Beaucoup de facteurs entrent dans les motivations des Hommes du Nord. L’erreur est de toutes les mettre sur le même plan. La recherche de butin et d’aventure intéresse le jeune guerrier cherchant à se constituer un patrimoine, une famille et une réputation. La recherche de terres intéresse le colon. Mais ce qui intéresse les chefs, c’est le commerce. Prendre le contrôle d’un port important leur assure des revenus commerciaux réguliers et assoit leur pouvoir politique. Or, ce sont les chefs qui mobilisent les hommes et impulsent les mouvements. Les chefs vont promettre richesses et terres ensoleillées à leurs hommes, mais ce qui les intéresse, ce sont les routes commerciales, celles qui permettent de financer dans la durée leur pouvoir politique. Lucien Musset n’ayant jamais saisi la dimension commerciale des invasions juge bien évidemment « illusoire » toute explication. Lorsque Rollon obtient la Normandie, il ne reçoit pas plus de terres que ses hommes ; par contre, il est nommé comte de Rouen. Ce faisant, il prend le contrôle du commerce de la Seine.

Lucien musset

7 - La seule ambition des chefs vikings était de revenir s’imposer en Scandinavie

« Ils débarquaient pour faire fortune et s’en retournaient fortune faite. Voilà la seule grille qui se dégage avec constance de leurs comportements», Albert d’Haenens, 1970.
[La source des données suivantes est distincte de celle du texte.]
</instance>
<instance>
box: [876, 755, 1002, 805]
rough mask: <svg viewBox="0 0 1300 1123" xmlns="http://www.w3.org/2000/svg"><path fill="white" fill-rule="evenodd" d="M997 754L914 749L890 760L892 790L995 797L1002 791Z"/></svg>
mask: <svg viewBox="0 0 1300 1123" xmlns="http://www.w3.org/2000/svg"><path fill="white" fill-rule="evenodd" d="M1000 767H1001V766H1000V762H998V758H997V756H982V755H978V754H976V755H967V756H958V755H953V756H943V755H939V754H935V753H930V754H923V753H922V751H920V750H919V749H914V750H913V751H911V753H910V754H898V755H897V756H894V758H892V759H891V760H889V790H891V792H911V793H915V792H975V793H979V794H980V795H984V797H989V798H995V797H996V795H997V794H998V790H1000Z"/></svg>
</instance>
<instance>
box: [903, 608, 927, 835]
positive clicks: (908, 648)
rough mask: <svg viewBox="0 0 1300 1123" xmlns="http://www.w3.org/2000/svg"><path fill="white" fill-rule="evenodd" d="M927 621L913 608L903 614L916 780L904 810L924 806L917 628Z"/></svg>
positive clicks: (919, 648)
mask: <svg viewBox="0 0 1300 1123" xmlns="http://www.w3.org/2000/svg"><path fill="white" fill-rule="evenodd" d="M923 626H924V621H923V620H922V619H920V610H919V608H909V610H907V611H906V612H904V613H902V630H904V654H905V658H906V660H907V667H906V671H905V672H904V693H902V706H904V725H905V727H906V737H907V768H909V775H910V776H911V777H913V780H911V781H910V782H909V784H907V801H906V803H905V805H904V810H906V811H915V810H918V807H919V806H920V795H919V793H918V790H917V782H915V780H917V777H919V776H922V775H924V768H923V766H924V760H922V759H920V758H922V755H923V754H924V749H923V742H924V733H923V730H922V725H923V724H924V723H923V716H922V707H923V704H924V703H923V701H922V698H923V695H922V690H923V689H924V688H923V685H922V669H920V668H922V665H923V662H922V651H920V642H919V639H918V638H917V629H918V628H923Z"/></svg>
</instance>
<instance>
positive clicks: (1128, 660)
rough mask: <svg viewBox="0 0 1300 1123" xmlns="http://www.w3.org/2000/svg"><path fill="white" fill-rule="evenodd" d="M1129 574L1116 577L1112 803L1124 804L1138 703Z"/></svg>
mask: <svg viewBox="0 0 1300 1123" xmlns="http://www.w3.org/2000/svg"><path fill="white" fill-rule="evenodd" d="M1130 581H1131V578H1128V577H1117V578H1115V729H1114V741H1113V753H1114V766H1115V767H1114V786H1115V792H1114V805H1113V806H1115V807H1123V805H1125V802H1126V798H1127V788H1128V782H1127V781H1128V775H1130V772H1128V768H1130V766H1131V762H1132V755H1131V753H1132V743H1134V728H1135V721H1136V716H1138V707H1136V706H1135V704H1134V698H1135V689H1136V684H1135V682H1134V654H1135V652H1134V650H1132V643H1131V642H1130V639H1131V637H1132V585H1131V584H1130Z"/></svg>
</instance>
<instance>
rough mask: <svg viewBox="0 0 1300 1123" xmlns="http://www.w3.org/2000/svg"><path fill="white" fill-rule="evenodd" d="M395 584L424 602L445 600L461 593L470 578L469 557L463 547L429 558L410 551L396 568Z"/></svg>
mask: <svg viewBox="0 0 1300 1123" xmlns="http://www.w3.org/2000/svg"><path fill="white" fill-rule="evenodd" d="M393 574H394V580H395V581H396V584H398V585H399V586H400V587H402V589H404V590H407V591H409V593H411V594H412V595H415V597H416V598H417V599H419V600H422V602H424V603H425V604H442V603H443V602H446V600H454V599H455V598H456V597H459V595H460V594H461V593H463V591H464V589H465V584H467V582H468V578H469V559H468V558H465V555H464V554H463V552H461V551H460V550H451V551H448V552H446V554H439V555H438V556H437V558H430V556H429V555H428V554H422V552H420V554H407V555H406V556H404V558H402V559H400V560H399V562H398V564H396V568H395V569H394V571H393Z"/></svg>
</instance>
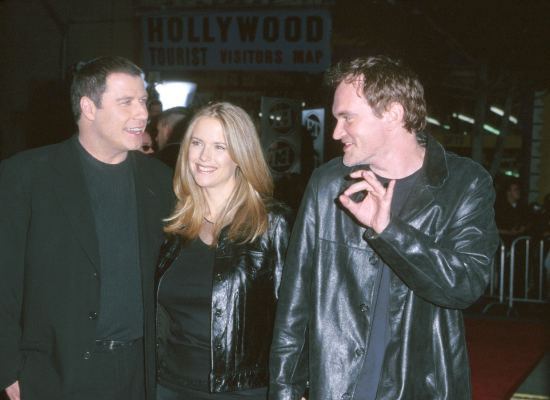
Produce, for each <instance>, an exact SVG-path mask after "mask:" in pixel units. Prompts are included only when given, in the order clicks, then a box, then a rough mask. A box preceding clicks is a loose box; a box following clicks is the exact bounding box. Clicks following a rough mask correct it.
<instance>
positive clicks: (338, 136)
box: [332, 120, 344, 140]
mask: <svg viewBox="0 0 550 400" xmlns="http://www.w3.org/2000/svg"><path fill="white" fill-rule="evenodd" d="M343 136H344V129H343V128H342V123H341V122H340V121H338V120H337V121H336V126H335V127H334V131H333V132H332V138H333V139H334V140H340V139H341V138H342V137H343Z"/></svg>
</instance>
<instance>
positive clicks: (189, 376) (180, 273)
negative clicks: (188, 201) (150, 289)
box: [158, 238, 214, 391]
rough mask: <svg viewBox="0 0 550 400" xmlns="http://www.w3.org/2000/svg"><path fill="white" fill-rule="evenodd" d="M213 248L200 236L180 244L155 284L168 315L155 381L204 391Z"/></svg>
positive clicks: (210, 289)
mask: <svg viewBox="0 0 550 400" xmlns="http://www.w3.org/2000/svg"><path fill="white" fill-rule="evenodd" d="M213 267H214V249H213V248H211V247H209V246H208V245H207V244H205V243H204V242H203V241H202V240H200V239H198V238H197V239H195V240H193V241H191V242H189V243H188V244H187V245H186V246H184V247H183V248H182V250H181V252H180V254H179V256H178V257H177V258H176V260H175V261H174V263H173V264H172V267H171V268H170V269H169V270H168V271H167V272H166V274H165V275H164V276H163V278H162V281H161V283H160V285H159V292H158V300H159V304H160V305H161V306H163V307H164V309H165V310H166V312H167V314H168V315H169V321H170V322H169V330H168V336H167V338H166V345H165V346H166V352H165V356H164V357H163V359H162V360H161V363H160V370H159V382H160V383H162V384H164V385H165V386H167V387H171V388H177V387H179V386H185V387H191V388H195V389H203V390H205V391H207V390H208V375H209V373H210V369H211V367H210V308H211V299H212V269H213Z"/></svg>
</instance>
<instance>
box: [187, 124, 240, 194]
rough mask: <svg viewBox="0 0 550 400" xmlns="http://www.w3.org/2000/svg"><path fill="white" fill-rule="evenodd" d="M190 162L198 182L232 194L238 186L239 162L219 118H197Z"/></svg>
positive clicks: (193, 174) (210, 186)
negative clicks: (237, 177) (223, 130)
mask: <svg viewBox="0 0 550 400" xmlns="http://www.w3.org/2000/svg"><path fill="white" fill-rule="evenodd" d="M188 162H189V169H190V170H191V174H192V175H193V178H194V179H195V182H196V183H197V185H199V186H200V187H201V188H202V189H206V190H212V189H214V190H219V191H222V192H224V194H225V195H226V196H227V197H229V195H230V194H231V192H232V191H233V188H234V187H235V170H236V168H237V164H235V162H234V161H233V160H232V159H231V157H230V156H229V150H228V145H227V141H226V140H225V135H224V132H223V128H222V125H221V123H220V122H219V121H218V120H217V119H216V118H211V117H201V118H199V119H198V120H197V122H196V124H195V126H194V127H193V130H192V132H191V139H190V143H189V153H188Z"/></svg>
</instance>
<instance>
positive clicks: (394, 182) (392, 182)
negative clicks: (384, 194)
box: [384, 179, 395, 199]
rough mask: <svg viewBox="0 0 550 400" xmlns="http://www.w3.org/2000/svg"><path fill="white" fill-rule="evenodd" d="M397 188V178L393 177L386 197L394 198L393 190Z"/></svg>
mask: <svg viewBox="0 0 550 400" xmlns="http://www.w3.org/2000/svg"><path fill="white" fill-rule="evenodd" d="M394 189H395V179H392V180H391V181H390V183H389V184H388V187H387V188H386V194H385V195H384V197H386V198H388V199H391V198H393V190H394Z"/></svg>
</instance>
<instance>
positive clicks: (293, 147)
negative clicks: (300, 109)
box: [260, 97, 301, 178]
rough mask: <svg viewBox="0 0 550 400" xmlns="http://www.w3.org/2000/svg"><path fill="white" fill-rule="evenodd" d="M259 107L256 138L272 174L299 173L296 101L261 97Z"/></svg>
mask: <svg viewBox="0 0 550 400" xmlns="http://www.w3.org/2000/svg"><path fill="white" fill-rule="evenodd" d="M261 110H262V111H261V112H262V119H261V125H260V126H261V127H260V140H261V143H262V148H263V149H264V153H265V155H266V159H267V163H268V165H269V168H270V169H271V172H272V173H273V176H274V177H275V178H279V177H282V176H284V175H287V174H298V173H300V152H301V136H300V130H301V124H300V103H299V102H298V101H297V100H291V99H283V98H276V97H262V103H261Z"/></svg>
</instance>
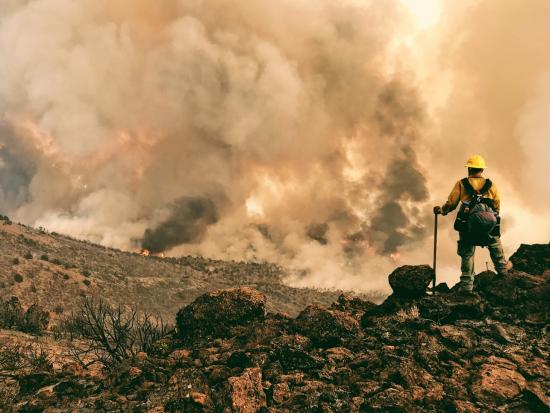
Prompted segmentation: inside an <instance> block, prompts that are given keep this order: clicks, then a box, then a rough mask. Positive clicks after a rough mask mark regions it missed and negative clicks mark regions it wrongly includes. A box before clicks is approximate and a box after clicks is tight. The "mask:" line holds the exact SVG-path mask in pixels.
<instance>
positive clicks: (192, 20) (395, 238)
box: [0, 0, 550, 291]
mask: <svg viewBox="0 0 550 413" xmlns="http://www.w3.org/2000/svg"><path fill="white" fill-rule="evenodd" d="M549 21H550V3H549V2H547V1H545V0H531V1H529V2H519V1H516V0H502V1H499V2H495V1H491V0H464V1H461V2H456V1H446V0H395V1H392V0H388V1H383V2H382V1H374V0H372V1H369V0H348V1H342V2H334V1H328V0H315V1H314V0H300V1H295V0H294V1H291V0H278V1H267V0H258V1H255V2H249V1H245V0H226V1H221V0H208V1H206V0H193V1H182V0H159V1H157V2H150V1H146V0H132V1H130V0H109V1H108V0H82V1H79V2H74V1H71V0H5V1H4V2H3V7H2V8H1V9H0V212H2V213H4V214H8V215H9V216H10V217H12V218H13V219H15V220H18V221H20V222H23V223H26V224H29V225H35V226H43V227H45V228H47V229H49V230H51V231H57V232H61V233H65V234H68V235H71V236H74V237H77V238H80V239H87V240H90V241H93V242H97V243H101V244H103V245H107V246H112V247H115V248H120V249H126V250H131V251H140V250H141V249H142V248H147V249H149V250H151V251H152V252H153V253H160V252H163V253H166V254H169V255H181V254H200V255H206V256H209V257H214V258H221V259H246V260H267V261H274V262H278V263H280V264H281V265H282V266H284V267H285V268H287V269H288V272H289V277H288V279H287V281H288V283H290V284H292V285H297V286H305V285H308V286H317V287H322V288H342V289H354V290H361V291H368V290H371V289H381V290H385V291H386V290H387V289H388V286H387V282H386V280H387V274H388V273H389V272H390V271H391V270H392V269H393V268H395V267H396V266H398V265H405V264H424V263H427V264H431V257H432V253H433V250H432V243H433V239H432V236H433V214H432V212H431V211H432V208H433V206H434V205H440V204H442V203H443V202H444V201H445V199H446V197H447V195H448V193H449V192H450V190H451V188H452V187H453V185H454V184H455V182H456V181H457V180H458V179H460V178H462V177H463V176H464V175H465V173H466V171H465V168H464V163H465V160H466V159H467V158H468V157H469V156H471V155H473V154H477V153H479V154H481V155H483V156H484V157H485V158H486V160H487V163H488V165H489V167H488V169H487V170H486V175H487V176H488V177H490V178H491V179H492V180H493V181H494V182H495V184H496V185H497V187H498V188H499V190H500V192H501V198H502V222H503V236H502V241H503V245H504V248H505V253H506V254H507V255H511V253H513V251H515V249H517V247H518V246H519V245H520V244H521V243H537V242H543V243H546V242H548V241H550V239H549V238H550V237H549V234H550V212H549V211H548V208H547V205H548V204H549V201H550V187H549V180H548V178H547V177H548V168H547V154H548V153H550V139H549V137H548V134H549V130H550V121H549V120H548V119H550V118H548V116H547V113H548V110H549V109H550V54H548V53H547V52H546V39H549V38H550V25H549V24H548V22H549ZM453 218H454V216H451V215H450V216H447V217H442V218H441V219H440V223H439V231H440V237H439V245H438V248H439V253H438V256H439V261H438V268H439V271H438V277H439V279H440V280H442V281H447V282H448V283H449V284H453V283H454V282H456V281H458V275H459V258H458V257H457V256H456V238H457V234H456V233H455V232H454V231H453V229H452V225H453ZM486 266H489V267H491V264H490V259H489V256H488V252H487V251H486V250H481V251H479V252H478V254H477V256H476V268H477V269H484V268H485V267H486Z"/></svg>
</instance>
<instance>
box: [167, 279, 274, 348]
mask: <svg viewBox="0 0 550 413" xmlns="http://www.w3.org/2000/svg"><path fill="white" fill-rule="evenodd" d="M265 301H266V299H265V295H263V294H262V293H260V292H258V291H256V290H253V289H251V288H246V287H245V288H231V289H227V290H217V291H214V292H212V293H209V294H204V295H201V296H200V297H198V298H197V299H196V300H195V301H194V302H193V303H191V304H189V305H188V306H187V307H184V308H183V309H181V310H180V311H179V312H178V313H177V315H176V326H177V334H178V336H179V337H180V338H200V337H206V336H211V337H224V336H227V335H228V334H229V332H230V330H231V327H233V326H237V325H246V324H249V323H250V322H252V321H256V320H263V319H264V317H265Z"/></svg>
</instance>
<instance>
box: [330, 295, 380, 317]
mask: <svg viewBox="0 0 550 413" xmlns="http://www.w3.org/2000/svg"><path fill="white" fill-rule="evenodd" d="M374 307H376V304H374V303H373V302H371V301H367V300H363V299H361V298H359V297H356V296H353V295H351V294H340V296H339V297H338V300H337V301H336V302H334V303H333V304H332V305H331V306H330V308H329V309H330V310H339V311H346V312H348V313H352V314H354V315H355V314H362V313H364V312H365V311H368V310H370V309H372V308H374Z"/></svg>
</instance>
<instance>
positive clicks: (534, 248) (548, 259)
mask: <svg viewBox="0 0 550 413" xmlns="http://www.w3.org/2000/svg"><path fill="white" fill-rule="evenodd" d="M510 261H511V262H512V264H514V269H516V270H518V271H523V272H526V273H528V274H532V275H542V274H543V273H544V272H545V271H546V270H549V269H550V244H533V245H526V244H521V245H520V247H519V248H518V250H517V251H516V252H515V253H514V254H513V255H512V256H511V257H510Z"/></svg>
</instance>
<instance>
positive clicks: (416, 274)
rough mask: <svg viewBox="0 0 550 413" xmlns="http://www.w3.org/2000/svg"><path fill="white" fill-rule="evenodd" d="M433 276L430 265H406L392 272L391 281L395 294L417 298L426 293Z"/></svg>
mask: <svg viewBox="0 0 550 413" xmlns="http://www.w3.org/2000/svg"><path fill="white" fill-rule="evenodd" d="M433 277H434V271H433V268H431V267H430V266H428V265H404V266H402V267H399V268H397V269H396V270H395V271H393V272H392V273H391V274H390V276H389V282H390V286H391V288H392V290H393V292H394V294H395V295H399V296H403V297H411V298H416V297H421V296H423V295H424V294H425V293H426V290H427V289H428V286H429V285H430V282H431V281H432V280H433Z"/></svg>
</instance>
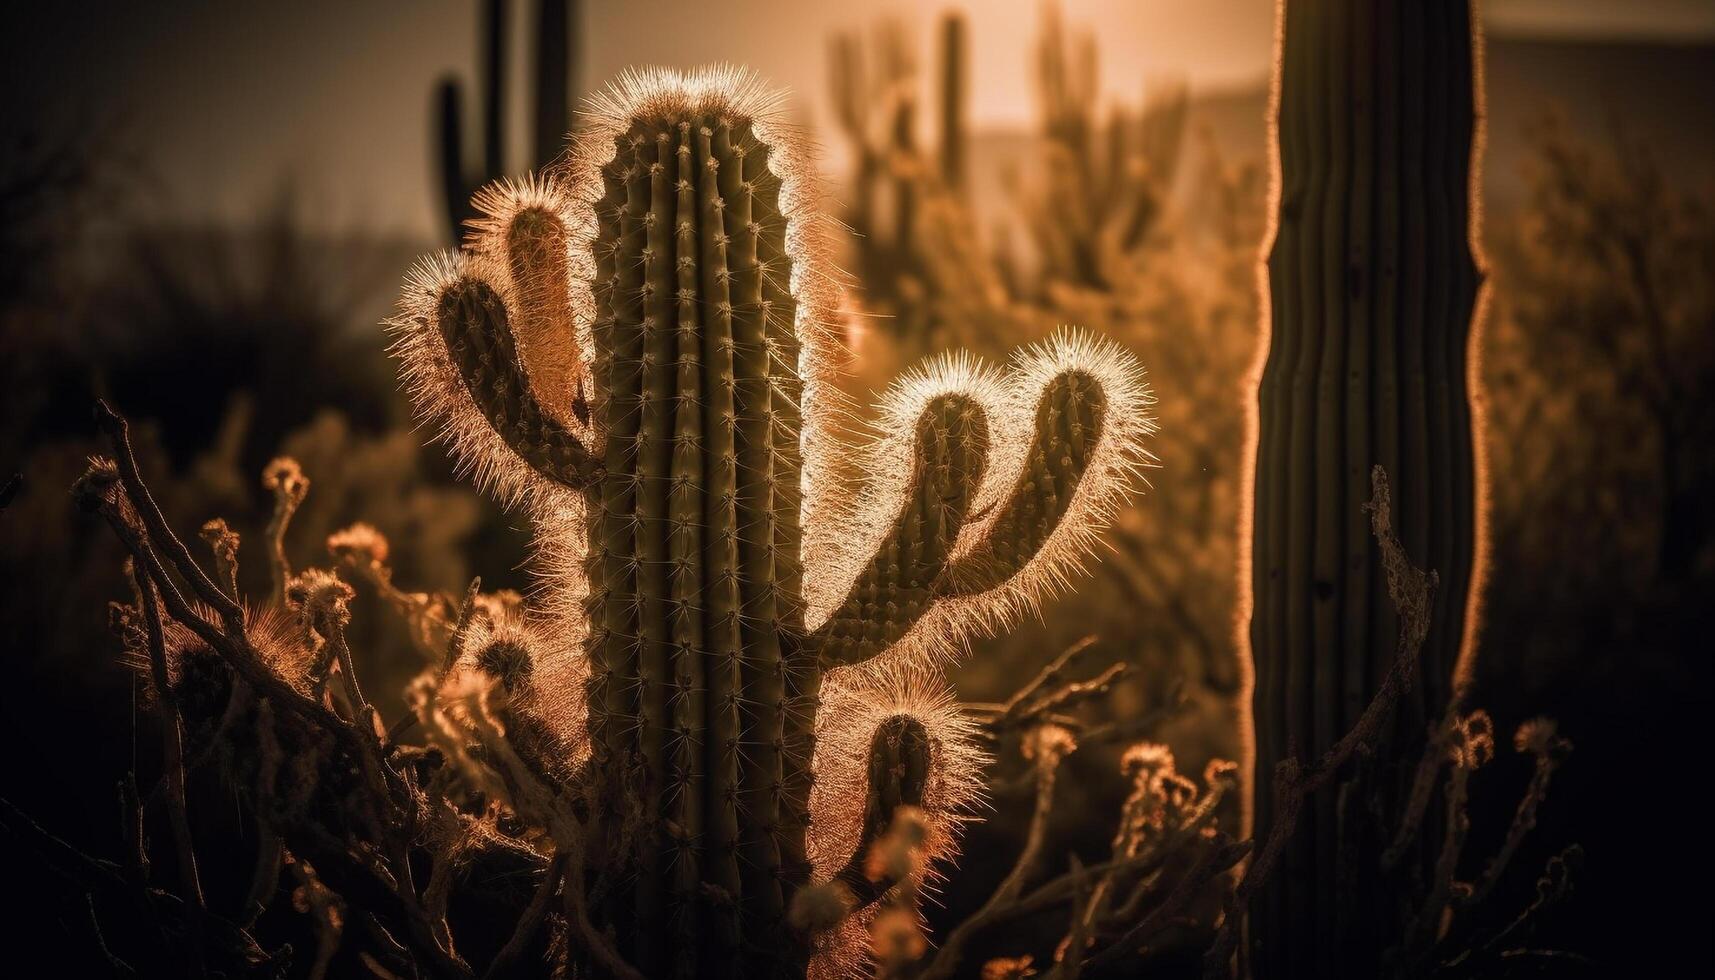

Albert D’Haenens ignore lui aussi la dimension commerciale des invasions. A ses yeux, seul le pillage constitue une source de richesse et cette richesse permet aux chefs de revenir en Scandinavie pour s’y imposer comme roi. Cette vision est dans une certaine mesure devenue vraie à la fin des invasions, mais au début, ce n’est pas le cas. Les principaux chefs des invasions Ragnar, Asgeir, Björn, Hastein, Ivar, Sygtrygg, Ubbe, Veland ne tentent pas de revenir en Scandinavie. Björn s’installe en Gascogne, Asgeir occupe la Saintonge, Hastein tente de s’installer sur la Loire, Ivar deviendra roi d’York et de Dublin. Sygtrygg lui succèdera. Comme leurs hommes, les chefs cherchent une vie meilleure ailleurs. Ils savent qu’il n’y a de place que pour un seul roi en Scandinavie et n’ont aucune ambition de s’entre-tuer. Ragnar est le seul qui tentera un retour. Après la prise de Paris en 845, il revient étaler ses richesses devant le roi de Danemark. Ce dernier se sentit menacé par ce rival et le fit empoisonner avec les hommes de sa garde. Godfrid de Frise tentera de s’imposer sur le trône de Danemark, mais sans succès. Ces deux cas -minoritaires- ne suffisent pas à faire une généralité.